Credit: Lara Crow/Springer Nature Limited

Given their histological similarities across tissues, the authors explored the hypothesis that SCNCs also converge at the molecular level. Unsupervised principal component analysis using publically available RNA-sequencing data from SCNC and non-SCNC biopsy specimens initially uncovered a strongly convergent transcriptional signature — characterized by enrichment and de-enrichment for neuronal and immune gene sets, respectively — and shared DNA copy-number alteration patterns among SCNCs from different epithelial tissues. Interestingly, SCNCs had overlapping DNA methylation signatures, inferring an epigenomic basis for the transcriptional signature.

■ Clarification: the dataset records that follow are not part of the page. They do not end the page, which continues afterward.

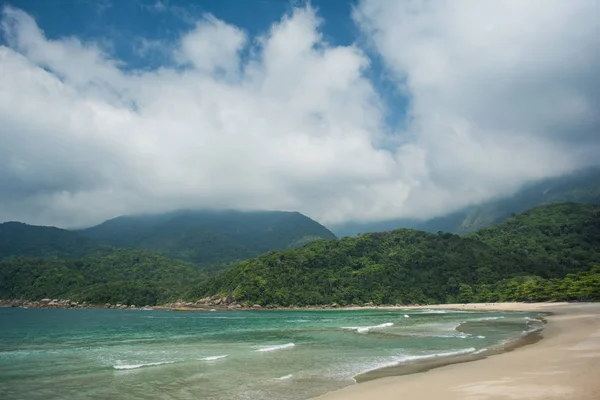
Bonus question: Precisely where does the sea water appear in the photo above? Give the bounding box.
[0,308,539,400]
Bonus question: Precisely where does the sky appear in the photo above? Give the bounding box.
[0,0,600,228]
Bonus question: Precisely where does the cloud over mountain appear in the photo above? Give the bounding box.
[0,0,600,226]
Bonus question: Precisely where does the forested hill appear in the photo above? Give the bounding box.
[333,167,600,237]
[0,222,106,260]
[78,211,335,272]
[0,248,204,306]
[196,203,600,305]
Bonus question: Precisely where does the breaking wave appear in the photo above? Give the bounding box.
[256,343,296,352]
[342,322,394,333]
[113,361,175,370]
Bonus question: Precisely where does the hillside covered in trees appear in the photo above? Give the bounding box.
[332,167,600,237]
[0,203,600,306]
[197,203,600,305]
[78,210,335,273]
[0,249,204,306]
[0,222,107,260]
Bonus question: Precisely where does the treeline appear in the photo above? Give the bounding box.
[193,203,600,305]
[0,249,204,306]
[0,203,600,306]
[455,266,600,303]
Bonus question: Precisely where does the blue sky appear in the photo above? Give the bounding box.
[0,0,600,227]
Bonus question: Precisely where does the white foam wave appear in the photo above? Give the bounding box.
[467,315,504,322]
[256,343,296,352]
[113,361,175,370]
[200,354,227,361]
[360,347,477,373]
[342,322,394,333]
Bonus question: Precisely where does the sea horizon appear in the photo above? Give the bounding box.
[0,307,541,400]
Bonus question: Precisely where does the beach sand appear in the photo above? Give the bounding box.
[318,303,600,400]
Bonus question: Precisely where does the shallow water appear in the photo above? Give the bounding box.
[0,308,536,400]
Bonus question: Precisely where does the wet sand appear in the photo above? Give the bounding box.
[318,303,600,400]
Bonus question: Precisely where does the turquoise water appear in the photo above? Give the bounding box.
[0,308,534,400]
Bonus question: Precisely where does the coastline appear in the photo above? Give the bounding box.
[314,303,600,400]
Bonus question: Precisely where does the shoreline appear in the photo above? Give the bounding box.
[313,303,600,400]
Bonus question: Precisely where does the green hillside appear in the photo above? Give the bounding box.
[197,203,600,305]
[79,211,335,272]
[0,249,202,306]
[0,222,107,260]
[333,168,600,237]
[0,203,600,305]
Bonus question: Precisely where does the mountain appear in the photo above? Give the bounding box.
[78,210,335,272]
[0,248,204,306]
[333,168,600,237]
[0,222,106,260]
[195,203,600,305]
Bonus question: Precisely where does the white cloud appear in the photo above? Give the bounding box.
[0,1,600,226]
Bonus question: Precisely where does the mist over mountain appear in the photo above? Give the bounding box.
[331,168,600,237]
[77,210,335,270]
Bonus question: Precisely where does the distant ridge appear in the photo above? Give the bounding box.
[0,222,107,260]
[77,210,335,272]
[332,168,600,237]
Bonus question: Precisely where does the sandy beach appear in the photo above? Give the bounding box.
[318,303,600,400]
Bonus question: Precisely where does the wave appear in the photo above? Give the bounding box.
[466,316,504,322]
[256,343,296,352]
[360,347,477,374]
[200,354,227,361]
[113,361,175,370]
[342,322,394,333]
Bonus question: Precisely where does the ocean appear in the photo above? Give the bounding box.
[0,308,540,400]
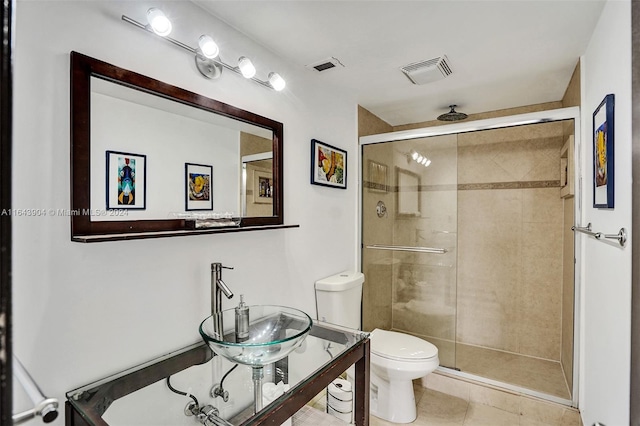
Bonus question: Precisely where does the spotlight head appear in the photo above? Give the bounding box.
[198,34,220,59]
[147,7,172,37]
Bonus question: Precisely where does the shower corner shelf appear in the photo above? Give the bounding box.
[560,135,575,198]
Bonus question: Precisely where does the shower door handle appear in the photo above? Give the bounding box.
[367,244,448,254]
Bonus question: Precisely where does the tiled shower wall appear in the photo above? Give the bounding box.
[363,123,564,366]
[457,122,564,361]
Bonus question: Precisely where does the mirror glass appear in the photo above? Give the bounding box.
[71,52,283,239]
[91,77,273,221]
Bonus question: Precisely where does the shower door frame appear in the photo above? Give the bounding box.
[357,107,585,407]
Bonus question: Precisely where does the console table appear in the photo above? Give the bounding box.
[65,320,370,426]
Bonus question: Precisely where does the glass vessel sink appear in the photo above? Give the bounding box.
[199,305,312,367]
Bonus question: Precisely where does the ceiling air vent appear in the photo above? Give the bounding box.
[307,56,344,72]
[400,55,453,84]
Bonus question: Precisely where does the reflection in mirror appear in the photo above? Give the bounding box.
[71,52,283,241]
[91,77,273,221]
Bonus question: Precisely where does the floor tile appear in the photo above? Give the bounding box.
[414,389,469,426]
[463,402,520,426]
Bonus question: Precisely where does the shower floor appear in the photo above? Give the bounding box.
[456,343,571,399]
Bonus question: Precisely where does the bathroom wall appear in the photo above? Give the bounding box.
[577,0,637,425]
[13,0,358,425]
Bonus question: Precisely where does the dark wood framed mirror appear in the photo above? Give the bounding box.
[70,52,287,242]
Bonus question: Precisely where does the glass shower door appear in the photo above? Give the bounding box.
[362,135,457,367]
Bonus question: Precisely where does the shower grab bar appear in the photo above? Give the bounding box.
[367,244,448,254]
[12,355,58,425]
[571,222,627,247]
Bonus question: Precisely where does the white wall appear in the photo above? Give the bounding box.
[13,0,358,424]
[579,0,632,425]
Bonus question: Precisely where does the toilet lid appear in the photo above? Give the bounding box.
[369,328,438,360]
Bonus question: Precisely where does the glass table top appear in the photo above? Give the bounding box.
[66,320,368,426]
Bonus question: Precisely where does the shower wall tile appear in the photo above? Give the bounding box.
[457,123,564,361]
[362,255,396,331]
[522,188,564,225]
[560,198,575,384]
[457,216,521,351]
[458,123,563,184]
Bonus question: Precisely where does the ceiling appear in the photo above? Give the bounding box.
[197,0,604,125]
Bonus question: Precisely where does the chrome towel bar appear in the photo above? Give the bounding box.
[571,223,627,247]
[367,244,447,254]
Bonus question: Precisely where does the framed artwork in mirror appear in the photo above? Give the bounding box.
[253,169,273,204]
[106,151,147,210]
[311,139,347,189]
[184,163,213,211]
[593,94,615,209]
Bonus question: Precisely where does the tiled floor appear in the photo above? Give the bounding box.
[456,344,571,399]
[369,387,580,426]
[308,374,581,426]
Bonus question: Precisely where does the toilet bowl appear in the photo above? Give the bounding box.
[369,328,440,423]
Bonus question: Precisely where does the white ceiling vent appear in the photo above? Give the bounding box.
[400,55,453,84]
[307,56,344,72]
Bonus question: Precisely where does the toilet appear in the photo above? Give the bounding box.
[315,271,440,423]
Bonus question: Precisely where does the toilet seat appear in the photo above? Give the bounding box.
[369,328,438,362]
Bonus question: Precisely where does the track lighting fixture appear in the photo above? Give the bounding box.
[122,7,286,91]
[147,7,172,37]
[407,150,431,167]
[238,56,256,78]
[198,34,220,59]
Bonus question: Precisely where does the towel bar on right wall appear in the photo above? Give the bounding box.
[571,222,627,247]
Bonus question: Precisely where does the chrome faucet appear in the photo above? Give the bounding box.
[211,262,233,338]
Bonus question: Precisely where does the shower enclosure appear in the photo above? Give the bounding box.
[361,109,577,405]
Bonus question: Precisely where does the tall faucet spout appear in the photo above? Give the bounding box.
[218,278,233,299]
[211,262,233,336]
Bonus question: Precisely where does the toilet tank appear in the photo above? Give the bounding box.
[315,271,364,330]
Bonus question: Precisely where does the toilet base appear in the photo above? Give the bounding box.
[369,372,417,423]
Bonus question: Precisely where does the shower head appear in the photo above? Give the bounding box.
[438,105,468,121]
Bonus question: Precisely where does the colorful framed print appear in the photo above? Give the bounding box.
[106,151,147,210]
[184,163,213,211]
[253,169,273,204]
[593,94,615,209]
[311,139,347,189]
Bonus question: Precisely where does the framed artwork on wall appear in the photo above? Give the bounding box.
[184,163,213,211]
[311,139,347,189]
[593,94,615,209]
[106,151,147,210]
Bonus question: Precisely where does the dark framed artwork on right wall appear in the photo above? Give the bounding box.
[593,94,615,209]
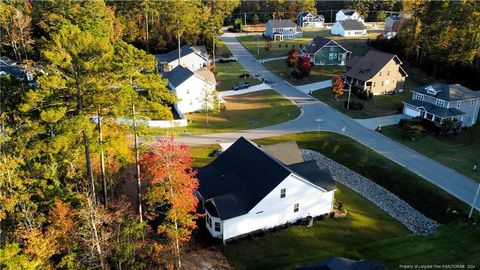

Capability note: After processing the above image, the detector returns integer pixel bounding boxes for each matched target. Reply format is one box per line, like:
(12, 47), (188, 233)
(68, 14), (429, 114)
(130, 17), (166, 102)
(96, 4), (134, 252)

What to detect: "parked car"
(233, 82), (250, 91)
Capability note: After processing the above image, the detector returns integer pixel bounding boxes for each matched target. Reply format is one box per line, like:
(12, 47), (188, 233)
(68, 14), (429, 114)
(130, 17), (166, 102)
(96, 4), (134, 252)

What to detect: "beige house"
(345, 50), (408, 95)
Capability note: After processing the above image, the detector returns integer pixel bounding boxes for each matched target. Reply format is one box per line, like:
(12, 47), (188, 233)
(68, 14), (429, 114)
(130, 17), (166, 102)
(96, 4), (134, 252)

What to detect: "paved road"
(180, 33), (480, 209)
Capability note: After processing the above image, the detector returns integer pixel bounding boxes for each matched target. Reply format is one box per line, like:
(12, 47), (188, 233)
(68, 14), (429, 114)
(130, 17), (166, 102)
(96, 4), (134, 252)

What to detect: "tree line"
(0, 0), (239, 269)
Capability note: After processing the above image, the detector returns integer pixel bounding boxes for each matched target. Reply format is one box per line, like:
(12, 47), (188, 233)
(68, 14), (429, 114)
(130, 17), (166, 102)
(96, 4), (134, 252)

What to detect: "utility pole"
(132, 98), (143, 222)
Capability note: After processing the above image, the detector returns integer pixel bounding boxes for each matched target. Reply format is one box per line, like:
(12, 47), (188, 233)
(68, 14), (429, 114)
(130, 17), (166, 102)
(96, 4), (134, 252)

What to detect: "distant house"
(295, 257), (385, 270)
(297, 12), (325, 27)
(197, 137), (335, 242)
(403, 83), (480, 127)
(162, 66), (216, 113)
(345, 50), (408, 95)
(300, 36), (351, 66)
(385, 16), (400, 33)
(155, 45), (210, 71)
(330, 20), (367, 37)
(335, 9), (364, 23)
(264, 20), (302, 41)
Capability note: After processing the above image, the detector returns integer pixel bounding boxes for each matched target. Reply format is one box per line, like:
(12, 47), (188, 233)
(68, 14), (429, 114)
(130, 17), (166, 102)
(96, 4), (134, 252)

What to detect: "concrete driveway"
(179, 33), (480, 209)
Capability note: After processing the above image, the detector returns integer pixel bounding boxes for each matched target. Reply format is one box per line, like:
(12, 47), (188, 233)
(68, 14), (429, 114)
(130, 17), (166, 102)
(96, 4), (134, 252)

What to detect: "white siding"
(222, 175), (335, 240)
(175, 75), (215, 113)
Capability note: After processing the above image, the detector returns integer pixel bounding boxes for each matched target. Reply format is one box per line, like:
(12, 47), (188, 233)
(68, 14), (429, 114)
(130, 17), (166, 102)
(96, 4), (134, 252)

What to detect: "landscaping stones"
(301, 149), (438, 235)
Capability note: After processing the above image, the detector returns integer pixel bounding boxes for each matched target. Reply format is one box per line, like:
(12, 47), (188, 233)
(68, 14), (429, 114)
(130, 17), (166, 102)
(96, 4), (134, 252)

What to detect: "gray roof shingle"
(339, 20), (366, 31)
(413, 83), (480, 101)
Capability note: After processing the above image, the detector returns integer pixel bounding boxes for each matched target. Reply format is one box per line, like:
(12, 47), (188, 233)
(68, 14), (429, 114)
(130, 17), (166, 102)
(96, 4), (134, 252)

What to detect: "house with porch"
(162, 66), (217, 113)
(403, 83), (480, 127)
(297, 12), (325, 27)
(335, 9), (364, 23)
(344, 50), (408, 95)
(155, 45), (210, 72)
(330, 20), (367, 37)
(300, 36), (351, 66)
(196, 137), (335, 242)
(264, 20), (302, 41)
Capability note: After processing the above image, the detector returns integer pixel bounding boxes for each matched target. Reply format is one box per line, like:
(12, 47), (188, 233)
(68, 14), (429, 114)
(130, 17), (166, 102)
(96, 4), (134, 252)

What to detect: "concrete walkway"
(218, 83), (272, 97)
(355, 114), (407, 130)
(295, 80), (332, 94)
(179, 33), (480, 209)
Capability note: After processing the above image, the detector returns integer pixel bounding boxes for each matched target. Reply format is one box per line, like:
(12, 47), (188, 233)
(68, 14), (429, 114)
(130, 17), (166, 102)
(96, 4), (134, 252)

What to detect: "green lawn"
(237, 30), (382, 59)
(313, 78), (418, 118)
(150, 90), (300, 135)
(190, 132), (480, 269)
(215, 40), (260, 91)
(383, 124), (480, 181)
(263, 60), (346, 85)
(216, 62), (260, 91)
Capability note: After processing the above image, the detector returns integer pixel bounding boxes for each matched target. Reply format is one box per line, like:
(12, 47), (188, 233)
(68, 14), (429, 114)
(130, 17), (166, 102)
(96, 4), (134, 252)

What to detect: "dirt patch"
(182, 247), (233, 270)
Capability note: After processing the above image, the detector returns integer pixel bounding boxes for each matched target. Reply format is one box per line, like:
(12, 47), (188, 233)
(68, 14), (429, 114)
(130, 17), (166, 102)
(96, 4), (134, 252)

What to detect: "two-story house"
(345, 50), (408, 95)
(403, 83), (480, 127)
(335, 9), (364, 23)
(197, 137), (336, 242)
(155, 45), (210, 71)
(162, 66), (216, 113)
(300, 36), (351, 66)
(297, 12), (325, 27)
(264, 20), (302, 41)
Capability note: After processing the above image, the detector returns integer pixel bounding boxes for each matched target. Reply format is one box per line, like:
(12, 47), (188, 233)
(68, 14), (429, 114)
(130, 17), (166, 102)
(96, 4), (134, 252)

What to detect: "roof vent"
(425, 85), (440, 96)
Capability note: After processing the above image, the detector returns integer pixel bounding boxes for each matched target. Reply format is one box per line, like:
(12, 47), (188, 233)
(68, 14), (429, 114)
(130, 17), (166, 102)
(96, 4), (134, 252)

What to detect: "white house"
(330, 20), (367, 37)
(264, 20), (302, 41)
(163, 66), (216, 113)
(155, 45), (210, 71)
(197, 137), (335, 242)
(297, 12), (325, 27)
(335, 9), (364, 23)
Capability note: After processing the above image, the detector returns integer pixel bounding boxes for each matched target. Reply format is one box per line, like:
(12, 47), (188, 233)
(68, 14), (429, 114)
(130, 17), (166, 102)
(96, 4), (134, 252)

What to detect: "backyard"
(150, 90), (300, 135)
(190, 132), (480, 269)
(383, 123), (480, 182)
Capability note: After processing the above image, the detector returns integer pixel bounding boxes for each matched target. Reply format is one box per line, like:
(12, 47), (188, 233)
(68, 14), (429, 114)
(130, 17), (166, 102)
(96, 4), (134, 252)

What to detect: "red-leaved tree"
(297, 56), (312, 77)
(287, 48), (298, 67)
(140, 137), (198, 268)
(332, 75), (343, 100)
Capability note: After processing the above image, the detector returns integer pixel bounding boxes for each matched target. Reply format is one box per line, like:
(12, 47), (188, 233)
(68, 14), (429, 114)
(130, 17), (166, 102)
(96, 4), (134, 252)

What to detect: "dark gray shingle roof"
(345, 50), (407, 81)
(403, 99), (465, 117)
(413, 83), (480, 101)
(267, 20), (297, 28)
(339, 20), (365, 31)
(162, 66), (195, 87)
(197, 137), (336, 220)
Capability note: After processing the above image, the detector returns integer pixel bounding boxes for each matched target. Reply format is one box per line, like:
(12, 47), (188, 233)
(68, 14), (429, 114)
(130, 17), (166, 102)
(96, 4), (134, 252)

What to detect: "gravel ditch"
(302, 149), (438, 235)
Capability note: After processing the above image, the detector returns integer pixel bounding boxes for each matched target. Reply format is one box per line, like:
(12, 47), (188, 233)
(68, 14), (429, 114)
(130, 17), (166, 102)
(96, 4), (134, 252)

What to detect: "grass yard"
(263, 60), (346, 85)
(150, 90), (300, 135)
(237, 30), (382, 59)
(215, 62), (261, 91)
(190, 132), (480, 269)
(383, 124), (480, 181)
(312, 78), (418, 118)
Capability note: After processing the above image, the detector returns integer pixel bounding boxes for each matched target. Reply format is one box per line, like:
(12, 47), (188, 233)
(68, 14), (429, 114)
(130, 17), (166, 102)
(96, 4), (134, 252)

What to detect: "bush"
(343, 100), (363, 111)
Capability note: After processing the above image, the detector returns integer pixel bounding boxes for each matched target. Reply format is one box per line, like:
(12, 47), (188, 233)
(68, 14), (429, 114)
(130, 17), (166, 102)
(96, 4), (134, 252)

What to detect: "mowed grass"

Using the SCNC signature, SCNC and non-SCNC cases were predicted in a clinically and histologically unannotated The Cancer Genome Atlas cohort of ~7,000 primary tumours across 21 epithelial tumour types. Importantly, a pan-cancer association was noted between the predicted SCNC phenotype and poor overall survival. The predictive utility of the SCNC signature was then validated in a pan-tissue pathology analysis, which revealed that a subset of poor prognostic tumours with SCNC-like molecular signatures can be missed by standard pathological examination.

With respect to the SCNC signature, metastatic adenocarcinomas were more similar to SCNCs than their respective primary adenocarcinomas across different tissue types, evidenced by shared expression of SCNC-associated genes and transcription factors, suggesting that phenotypic elements of aggressive metastatic adenocarcinomas are derived from SCNC molecular programmes.

The authors next focused on identification of therapeutic vulnerabilities using Cancer Cell Line Encyclopedia (CCLE) cell lines scored by the SCNC signature. Beyond the expected finding that SCNC cell lines had higher SCNC scores than epithelial cancer cell lines, haematological cancer cell lines also had higher SCNC scores than epithelial cancer cell lines. This unexpected finding was corroborated in tumour data sets, and subsequent proteomic analysis revealed highly concordant expression profiles between SCNC and blood cancer cell lines.

By applying the SCNC signature to a CCLE drug sensitivity data set, blood cancer and SCNC cell lines were shown to have remarkably similar sensitivity profiles, defined by susceptibility to histone deacetylase inhibitors and resistance to epidermal growth factor receptor (EGFR)–MAPK-targeted agents. To validate these shared therapeutic vulnerabilities, a genome-scale RNAi functional screen was performed across a large cell line panel, revealing common functional dependencies between blood cancer and SCLC cell lines on immune pathways and lipid and sterol metabolism, but, interestingly, not on neuronal gene programmes.

SCNCs converge on a common molecular phenotype across epithelial tissues

Finally, using a prediction model, drugs that were effective in SCLC cell lines, including a BCL-2 and a polo-like kinase (PLK) inhibitor, were shown to have predicted potency in tumours with high SCNC scores, suggesting that SCLC-associated therapeutic vulnerabilities are recapitulated in primary tumours. Moreover, patient-derived blood cancers shared predicted drug sensitivity profiles with SCNC tumours, revealing opportunities for drug development. One such drug, a BCL-2 inhibitor, belongs to a class that is approved for chronic lymphoblastic leukaemia and under investigation for other haematological malignancies.

In addition to revealing pan-cancer convergence to an SCNC phenotype, these promising preclinical findings could improve diagnosis and inform the development of new treatments based on existing blood cancer therapies.